This paper investigates different strategies for end-to-end flight software development that support having both desktop and embedded environments while minimizing the existing gap between them, in order to facilitate reiteration back and forth of the flight application. For desktop prototyping, the use of Python as a user-facing language wrapping C/C++ algorithm source code is considered. The Basilisk software testbed is presented as a specific incarnation of this desktop development proposal. For embedded development and testing, two different approaches are reviewed and demonstrated: the use of NASA’s core Flight System, which is a well-known middleware layer, and the use of MicroPython, which is a new, lean, and efficient implementation of the Python 3 programming language optimized to run on constrained environments. The migration flow of flight algorithms from the Basilisk desktop environment into each of the considered embeddable targets is described and numerical results from embedded testing are shown.
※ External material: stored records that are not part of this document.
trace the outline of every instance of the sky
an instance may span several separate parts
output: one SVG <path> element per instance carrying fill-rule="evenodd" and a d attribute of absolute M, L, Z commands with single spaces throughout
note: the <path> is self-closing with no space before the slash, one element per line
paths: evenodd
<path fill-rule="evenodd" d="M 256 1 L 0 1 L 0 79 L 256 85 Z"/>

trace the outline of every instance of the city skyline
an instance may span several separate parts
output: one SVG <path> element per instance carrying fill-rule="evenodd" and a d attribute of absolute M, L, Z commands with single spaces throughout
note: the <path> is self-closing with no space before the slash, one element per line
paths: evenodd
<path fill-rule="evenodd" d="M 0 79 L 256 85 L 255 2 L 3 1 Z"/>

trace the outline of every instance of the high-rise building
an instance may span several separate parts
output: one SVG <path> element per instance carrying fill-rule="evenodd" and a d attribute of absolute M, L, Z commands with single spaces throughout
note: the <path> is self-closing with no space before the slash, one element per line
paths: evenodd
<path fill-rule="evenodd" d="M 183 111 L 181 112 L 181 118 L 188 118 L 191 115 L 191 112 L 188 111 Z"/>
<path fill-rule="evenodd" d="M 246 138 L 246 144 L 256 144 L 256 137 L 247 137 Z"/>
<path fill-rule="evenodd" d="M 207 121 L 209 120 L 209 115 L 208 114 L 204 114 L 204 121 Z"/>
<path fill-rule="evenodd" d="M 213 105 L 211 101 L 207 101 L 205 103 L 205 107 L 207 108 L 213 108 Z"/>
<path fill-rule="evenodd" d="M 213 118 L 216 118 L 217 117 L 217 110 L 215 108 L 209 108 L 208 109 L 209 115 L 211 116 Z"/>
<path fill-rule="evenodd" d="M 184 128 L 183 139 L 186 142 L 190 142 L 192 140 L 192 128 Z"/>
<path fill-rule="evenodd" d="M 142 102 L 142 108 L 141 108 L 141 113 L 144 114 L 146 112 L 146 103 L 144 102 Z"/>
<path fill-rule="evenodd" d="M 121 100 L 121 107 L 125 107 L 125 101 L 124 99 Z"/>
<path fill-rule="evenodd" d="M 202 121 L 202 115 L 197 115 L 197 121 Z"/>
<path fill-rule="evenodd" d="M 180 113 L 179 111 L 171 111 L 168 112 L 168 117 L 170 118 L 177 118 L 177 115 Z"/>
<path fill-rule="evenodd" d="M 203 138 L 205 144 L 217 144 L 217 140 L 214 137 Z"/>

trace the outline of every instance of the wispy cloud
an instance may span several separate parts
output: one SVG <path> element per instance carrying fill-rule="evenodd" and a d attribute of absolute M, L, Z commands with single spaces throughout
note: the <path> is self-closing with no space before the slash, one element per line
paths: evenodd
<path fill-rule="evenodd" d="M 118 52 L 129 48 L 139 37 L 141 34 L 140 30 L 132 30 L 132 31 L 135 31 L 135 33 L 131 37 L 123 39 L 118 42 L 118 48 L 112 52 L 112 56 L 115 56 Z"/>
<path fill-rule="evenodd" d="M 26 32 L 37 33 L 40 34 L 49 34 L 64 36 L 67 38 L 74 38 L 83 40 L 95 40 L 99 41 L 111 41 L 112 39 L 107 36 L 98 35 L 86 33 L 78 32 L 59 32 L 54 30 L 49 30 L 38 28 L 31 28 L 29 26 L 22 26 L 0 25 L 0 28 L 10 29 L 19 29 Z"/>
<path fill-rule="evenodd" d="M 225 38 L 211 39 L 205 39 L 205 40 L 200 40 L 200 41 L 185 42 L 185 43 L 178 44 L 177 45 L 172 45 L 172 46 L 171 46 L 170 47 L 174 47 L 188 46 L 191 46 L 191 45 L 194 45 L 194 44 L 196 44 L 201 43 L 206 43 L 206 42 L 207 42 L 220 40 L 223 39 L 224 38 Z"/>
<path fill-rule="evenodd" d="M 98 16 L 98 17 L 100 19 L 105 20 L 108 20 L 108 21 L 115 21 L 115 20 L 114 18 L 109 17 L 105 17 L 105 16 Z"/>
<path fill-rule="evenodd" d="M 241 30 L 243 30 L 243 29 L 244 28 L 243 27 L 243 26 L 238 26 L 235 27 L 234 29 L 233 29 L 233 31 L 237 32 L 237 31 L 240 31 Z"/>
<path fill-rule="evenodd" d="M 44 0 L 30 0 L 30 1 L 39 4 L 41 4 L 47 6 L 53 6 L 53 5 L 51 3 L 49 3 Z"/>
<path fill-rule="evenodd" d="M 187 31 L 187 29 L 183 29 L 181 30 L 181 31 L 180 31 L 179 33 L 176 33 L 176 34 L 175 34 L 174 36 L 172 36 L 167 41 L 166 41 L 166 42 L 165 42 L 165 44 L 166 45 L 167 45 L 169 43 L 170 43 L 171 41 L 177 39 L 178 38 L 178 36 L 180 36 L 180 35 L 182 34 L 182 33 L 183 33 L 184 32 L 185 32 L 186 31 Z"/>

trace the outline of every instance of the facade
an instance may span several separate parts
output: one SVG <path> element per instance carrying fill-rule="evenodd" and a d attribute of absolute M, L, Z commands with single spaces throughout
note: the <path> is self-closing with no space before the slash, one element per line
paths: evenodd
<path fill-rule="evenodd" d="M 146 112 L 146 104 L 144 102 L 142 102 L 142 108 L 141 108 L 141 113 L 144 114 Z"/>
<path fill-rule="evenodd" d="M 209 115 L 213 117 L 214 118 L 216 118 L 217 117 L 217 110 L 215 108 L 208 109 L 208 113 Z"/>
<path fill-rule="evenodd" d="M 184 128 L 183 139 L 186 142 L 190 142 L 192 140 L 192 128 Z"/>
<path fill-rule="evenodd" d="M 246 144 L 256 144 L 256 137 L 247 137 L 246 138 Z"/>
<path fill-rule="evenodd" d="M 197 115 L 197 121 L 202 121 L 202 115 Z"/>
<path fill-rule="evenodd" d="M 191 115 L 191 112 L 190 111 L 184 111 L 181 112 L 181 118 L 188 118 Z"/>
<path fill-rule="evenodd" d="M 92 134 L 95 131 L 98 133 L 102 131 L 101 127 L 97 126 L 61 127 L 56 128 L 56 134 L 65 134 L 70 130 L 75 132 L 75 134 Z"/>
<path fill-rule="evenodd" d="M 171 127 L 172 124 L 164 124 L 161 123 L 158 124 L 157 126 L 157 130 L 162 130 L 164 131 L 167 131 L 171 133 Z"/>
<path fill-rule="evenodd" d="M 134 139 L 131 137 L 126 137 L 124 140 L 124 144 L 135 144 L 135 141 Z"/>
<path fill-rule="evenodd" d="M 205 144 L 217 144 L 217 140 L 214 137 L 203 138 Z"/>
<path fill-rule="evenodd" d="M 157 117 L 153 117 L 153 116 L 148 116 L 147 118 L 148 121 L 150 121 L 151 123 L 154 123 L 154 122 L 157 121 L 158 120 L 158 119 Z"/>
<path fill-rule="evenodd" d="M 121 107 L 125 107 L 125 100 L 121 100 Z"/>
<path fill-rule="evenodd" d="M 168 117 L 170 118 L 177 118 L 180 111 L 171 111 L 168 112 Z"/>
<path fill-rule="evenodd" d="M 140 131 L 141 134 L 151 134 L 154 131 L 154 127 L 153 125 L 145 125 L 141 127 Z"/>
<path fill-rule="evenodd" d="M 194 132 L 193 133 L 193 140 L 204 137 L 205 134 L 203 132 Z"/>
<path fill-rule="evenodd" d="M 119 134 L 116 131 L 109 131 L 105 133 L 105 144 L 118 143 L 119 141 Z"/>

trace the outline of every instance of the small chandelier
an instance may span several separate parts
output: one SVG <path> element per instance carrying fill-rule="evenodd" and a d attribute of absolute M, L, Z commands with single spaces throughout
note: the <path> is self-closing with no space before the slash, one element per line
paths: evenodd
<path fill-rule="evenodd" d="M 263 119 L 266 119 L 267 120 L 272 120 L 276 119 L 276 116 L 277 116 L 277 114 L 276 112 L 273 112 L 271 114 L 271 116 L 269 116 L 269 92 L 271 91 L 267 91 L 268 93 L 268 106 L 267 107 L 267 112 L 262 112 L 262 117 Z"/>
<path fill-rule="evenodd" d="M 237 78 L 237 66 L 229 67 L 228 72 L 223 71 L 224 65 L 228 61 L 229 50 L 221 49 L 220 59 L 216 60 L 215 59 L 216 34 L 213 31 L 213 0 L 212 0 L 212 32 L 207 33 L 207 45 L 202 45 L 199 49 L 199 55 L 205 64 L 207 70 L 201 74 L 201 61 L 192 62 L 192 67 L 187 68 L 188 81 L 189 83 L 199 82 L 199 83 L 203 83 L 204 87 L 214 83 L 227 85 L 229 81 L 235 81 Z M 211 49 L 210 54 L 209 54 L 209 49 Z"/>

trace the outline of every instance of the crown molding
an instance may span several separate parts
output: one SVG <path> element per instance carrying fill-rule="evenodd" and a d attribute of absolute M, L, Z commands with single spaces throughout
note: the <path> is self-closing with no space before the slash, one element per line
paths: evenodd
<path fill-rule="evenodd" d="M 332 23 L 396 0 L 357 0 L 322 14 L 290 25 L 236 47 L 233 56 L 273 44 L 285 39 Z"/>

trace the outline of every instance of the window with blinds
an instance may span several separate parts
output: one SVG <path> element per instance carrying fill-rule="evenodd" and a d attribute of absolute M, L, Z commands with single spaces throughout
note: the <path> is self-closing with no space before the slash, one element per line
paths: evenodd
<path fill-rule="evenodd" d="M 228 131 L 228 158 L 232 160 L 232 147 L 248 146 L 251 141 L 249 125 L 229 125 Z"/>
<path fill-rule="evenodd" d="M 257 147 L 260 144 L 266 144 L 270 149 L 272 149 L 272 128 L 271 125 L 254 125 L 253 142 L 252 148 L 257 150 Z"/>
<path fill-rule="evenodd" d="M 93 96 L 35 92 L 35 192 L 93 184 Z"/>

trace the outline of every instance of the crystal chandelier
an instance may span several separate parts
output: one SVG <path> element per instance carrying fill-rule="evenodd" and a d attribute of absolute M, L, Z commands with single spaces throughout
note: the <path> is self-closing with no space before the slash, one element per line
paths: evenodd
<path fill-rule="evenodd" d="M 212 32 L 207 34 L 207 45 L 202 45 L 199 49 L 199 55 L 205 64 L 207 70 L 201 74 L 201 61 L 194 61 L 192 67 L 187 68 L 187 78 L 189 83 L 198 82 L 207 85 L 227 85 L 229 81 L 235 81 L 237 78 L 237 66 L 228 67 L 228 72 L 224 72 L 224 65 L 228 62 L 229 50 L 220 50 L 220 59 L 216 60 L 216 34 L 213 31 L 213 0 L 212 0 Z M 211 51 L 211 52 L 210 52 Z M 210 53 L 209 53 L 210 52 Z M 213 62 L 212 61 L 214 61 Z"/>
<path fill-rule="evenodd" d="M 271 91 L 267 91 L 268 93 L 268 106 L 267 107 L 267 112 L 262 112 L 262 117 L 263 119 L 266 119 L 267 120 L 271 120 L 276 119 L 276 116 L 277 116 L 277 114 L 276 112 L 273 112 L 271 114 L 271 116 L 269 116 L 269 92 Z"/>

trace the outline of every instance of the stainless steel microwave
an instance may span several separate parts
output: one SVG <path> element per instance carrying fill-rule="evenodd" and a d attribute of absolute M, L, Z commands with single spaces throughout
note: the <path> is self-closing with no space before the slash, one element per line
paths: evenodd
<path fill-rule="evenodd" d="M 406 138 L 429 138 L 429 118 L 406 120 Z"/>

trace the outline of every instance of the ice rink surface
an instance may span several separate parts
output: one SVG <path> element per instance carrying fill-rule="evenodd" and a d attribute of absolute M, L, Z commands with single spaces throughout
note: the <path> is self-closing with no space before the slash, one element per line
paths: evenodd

While the Basilisk–core Flight System strategy is explained through the experience of its use in an actual mission, the Basilisk-MicroPython strategy is proposed as a promising and novel strategy that is still under investigation.

本文研究了端到端飞行软件开发的不同策略，这些策略支持同时具有桌面环境和嵌入式环境，同时最大程度地减小了桌面环境和嵌入式环境之间的距离，以方便反复地反复进行飞行应用程序的开发。对于桌面原型，考虑使用Python作为包装C / C ++算法源代码的面向用户的语言。Basilisk软件测试平台作为此桌面开发建议的具体体现而呈现。对于嵌入式开发和测试，审查并演示了两种不同的方法：使用NASA的核心Flight System（这是一个著名的中间件层）和使用MicroPython（这是一种新的，精简且高效的Python实现） 3种编程语言经过优化，可在受限环境中运行。描述了飞行算法从Basilisk桌面环境到每个考虑的可嵌入目标的迁移流程，并显示了嵌入式测试的数值结果。虽然通过在实际任务中使用蛇怪-核心飞行系统策略进行了解释，但蛇怪-MicroPython策略被认为是一种有前途且新颖的策略，目前仍在研究中。